MAM Podcast S01EP13: What does it mean to “Meet someone where they’re at?”



Show Notes: 

  1. What brought them here? What are their goals? What do they want out of the experience? Ask the 5 whys. Do not assume or take their first answer and run with it. Dive deeper. Ask open ended questions.
  2. What equipment do they have access to? And what logistics may you have to plan around?
  3. What is a realistic commitment? Do their and your expectations align?
  4. History review, Previous experience and current experience with exercise and a physical assessment
  5. Write the first rough draft of the program
  6. Refine the program based on their feedback and what you learn while going through the rough draft program together.
  • Ask your clients and athletes to tell you about their needs, values and concerns. Use this information to connect and communicate with them. If they’re timid to begin training with you, you’re better off recognizing that from the beginning and easing them in through a few phone calls and a gym walk-through or inviting them to watch you coach a session.
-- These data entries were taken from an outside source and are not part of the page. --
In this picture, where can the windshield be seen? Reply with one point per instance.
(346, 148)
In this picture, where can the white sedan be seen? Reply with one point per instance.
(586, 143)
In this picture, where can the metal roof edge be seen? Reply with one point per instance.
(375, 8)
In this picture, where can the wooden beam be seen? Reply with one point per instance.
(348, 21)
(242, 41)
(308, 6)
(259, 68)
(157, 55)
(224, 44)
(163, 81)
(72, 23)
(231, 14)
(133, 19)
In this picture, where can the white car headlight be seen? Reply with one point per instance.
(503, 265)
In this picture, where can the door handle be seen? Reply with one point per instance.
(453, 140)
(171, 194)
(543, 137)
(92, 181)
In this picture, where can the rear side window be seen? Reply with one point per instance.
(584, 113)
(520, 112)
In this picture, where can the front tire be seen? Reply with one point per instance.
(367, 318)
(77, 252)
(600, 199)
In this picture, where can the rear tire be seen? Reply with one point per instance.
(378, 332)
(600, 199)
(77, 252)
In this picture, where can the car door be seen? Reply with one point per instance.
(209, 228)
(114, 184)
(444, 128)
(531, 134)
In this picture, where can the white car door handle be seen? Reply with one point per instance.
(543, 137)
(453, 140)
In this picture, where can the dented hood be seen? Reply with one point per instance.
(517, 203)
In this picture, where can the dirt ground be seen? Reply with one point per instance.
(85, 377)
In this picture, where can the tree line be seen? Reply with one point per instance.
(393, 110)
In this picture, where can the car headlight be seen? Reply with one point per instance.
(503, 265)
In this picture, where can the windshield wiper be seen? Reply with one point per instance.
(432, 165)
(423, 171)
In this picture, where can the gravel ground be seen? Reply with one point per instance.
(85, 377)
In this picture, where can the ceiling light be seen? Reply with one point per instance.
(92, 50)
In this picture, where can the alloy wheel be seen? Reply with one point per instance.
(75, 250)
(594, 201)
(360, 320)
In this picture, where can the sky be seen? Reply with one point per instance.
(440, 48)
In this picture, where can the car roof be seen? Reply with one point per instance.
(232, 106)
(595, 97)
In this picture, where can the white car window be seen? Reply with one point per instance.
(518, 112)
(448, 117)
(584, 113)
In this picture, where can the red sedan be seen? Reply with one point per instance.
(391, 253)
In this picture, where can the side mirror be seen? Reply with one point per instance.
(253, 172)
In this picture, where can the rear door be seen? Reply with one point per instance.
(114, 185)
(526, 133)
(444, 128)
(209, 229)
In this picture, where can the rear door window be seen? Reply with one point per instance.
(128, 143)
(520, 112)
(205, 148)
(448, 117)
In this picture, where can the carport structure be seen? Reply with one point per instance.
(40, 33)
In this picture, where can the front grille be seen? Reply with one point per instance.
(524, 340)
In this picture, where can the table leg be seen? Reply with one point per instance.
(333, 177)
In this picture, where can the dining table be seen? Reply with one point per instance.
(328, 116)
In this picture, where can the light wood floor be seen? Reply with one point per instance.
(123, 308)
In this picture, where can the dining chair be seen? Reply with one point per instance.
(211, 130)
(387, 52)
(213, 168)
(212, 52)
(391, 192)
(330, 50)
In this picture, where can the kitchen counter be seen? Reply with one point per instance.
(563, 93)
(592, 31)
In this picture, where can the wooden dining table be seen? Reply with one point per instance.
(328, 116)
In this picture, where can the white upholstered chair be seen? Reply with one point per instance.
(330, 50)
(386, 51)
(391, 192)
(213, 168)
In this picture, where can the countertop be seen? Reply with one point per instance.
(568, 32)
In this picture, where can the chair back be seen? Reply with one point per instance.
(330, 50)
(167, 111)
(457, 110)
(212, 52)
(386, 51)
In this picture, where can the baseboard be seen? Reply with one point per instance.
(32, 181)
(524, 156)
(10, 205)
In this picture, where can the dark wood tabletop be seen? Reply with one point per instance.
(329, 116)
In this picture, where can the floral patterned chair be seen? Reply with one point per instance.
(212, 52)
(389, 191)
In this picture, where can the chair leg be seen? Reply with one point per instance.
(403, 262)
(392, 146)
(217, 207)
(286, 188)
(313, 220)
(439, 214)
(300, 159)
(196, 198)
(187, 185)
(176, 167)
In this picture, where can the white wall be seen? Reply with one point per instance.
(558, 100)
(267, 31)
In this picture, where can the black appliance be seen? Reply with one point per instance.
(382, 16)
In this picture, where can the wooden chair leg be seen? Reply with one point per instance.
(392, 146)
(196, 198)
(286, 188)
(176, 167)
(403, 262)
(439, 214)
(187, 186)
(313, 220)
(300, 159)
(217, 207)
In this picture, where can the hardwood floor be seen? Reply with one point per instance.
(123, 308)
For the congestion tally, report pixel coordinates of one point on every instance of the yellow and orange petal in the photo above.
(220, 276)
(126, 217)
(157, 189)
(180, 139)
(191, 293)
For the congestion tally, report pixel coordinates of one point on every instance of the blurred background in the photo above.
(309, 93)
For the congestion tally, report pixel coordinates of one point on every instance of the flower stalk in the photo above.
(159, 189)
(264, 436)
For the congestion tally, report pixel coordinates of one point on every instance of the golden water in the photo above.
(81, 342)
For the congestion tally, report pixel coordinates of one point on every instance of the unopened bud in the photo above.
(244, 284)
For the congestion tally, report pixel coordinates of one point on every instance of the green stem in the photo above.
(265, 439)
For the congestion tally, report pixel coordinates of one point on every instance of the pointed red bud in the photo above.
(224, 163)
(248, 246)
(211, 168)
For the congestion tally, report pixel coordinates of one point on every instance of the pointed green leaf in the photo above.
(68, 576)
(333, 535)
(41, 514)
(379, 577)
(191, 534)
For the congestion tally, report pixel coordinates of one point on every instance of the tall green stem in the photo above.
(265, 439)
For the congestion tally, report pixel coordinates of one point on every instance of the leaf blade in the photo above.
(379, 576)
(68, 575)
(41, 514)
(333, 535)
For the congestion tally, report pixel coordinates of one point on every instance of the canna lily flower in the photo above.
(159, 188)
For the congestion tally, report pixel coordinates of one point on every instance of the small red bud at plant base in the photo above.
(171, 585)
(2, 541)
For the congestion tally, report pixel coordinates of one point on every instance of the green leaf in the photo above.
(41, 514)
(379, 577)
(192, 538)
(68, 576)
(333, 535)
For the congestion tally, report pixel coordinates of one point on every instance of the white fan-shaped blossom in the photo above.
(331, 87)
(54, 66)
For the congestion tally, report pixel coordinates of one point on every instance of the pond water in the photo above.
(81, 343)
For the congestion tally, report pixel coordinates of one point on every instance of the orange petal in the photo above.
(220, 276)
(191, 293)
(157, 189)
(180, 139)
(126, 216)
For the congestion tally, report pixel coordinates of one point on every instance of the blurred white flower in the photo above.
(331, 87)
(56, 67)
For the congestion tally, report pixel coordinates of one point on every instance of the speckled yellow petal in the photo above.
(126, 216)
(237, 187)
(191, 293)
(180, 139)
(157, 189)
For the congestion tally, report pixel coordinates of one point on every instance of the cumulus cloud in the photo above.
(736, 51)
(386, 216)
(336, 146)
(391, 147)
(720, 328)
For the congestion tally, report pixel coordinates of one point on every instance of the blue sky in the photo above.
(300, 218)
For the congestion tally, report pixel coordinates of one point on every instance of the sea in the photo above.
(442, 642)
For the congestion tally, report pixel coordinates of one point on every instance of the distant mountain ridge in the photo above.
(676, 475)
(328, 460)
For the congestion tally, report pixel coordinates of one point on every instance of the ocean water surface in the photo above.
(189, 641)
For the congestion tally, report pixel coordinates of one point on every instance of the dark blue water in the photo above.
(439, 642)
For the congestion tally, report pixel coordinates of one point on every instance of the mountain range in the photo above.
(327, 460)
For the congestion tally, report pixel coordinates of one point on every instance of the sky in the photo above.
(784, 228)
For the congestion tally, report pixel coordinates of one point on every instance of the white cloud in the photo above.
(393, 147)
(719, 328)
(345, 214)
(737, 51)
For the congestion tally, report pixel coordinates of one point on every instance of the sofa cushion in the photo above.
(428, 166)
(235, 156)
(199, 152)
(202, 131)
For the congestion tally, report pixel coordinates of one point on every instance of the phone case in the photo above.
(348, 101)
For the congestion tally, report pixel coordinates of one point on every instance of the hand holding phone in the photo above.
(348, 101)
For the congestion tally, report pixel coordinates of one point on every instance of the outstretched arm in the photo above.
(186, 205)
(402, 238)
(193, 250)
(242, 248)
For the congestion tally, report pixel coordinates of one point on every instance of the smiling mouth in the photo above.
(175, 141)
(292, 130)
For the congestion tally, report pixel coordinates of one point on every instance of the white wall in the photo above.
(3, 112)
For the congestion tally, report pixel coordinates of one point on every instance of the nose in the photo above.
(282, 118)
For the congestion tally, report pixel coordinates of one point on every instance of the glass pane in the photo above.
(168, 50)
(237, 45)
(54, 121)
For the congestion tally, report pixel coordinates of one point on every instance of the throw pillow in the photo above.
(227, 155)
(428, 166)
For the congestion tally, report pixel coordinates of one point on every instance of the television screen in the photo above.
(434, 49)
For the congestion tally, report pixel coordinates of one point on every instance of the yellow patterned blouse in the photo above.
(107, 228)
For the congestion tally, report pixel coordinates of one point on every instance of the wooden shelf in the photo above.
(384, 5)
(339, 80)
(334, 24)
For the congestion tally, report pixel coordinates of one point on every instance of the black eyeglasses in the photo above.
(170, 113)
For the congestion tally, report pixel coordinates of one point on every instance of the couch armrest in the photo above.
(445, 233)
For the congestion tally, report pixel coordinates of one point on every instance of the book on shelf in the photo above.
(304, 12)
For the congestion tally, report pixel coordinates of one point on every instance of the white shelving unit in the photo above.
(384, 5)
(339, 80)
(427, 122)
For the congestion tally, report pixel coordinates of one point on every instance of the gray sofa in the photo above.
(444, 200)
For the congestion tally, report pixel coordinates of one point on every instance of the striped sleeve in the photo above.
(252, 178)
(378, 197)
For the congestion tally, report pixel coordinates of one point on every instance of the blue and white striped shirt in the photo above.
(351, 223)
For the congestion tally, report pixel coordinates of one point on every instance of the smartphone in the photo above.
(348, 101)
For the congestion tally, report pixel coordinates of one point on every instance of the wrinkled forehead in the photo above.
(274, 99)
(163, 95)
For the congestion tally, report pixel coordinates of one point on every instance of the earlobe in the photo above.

  • The more you can involve people in developing a plan that fits into their schedule, challenges them just above their current physical and mental abilities, and is sound in its principles, the more enjoyable and sustainable your training will be.
  • People will buy in if they have a say in the process.
  • Some may view this as coddling, but it’s not; it’s understanding. Your client is a human being, not just your next project.
  • Exercise, for whatever reason it’s being pursued, is a lifelong endeavor. Set yourself up to be a long-term partner not a short-term fix.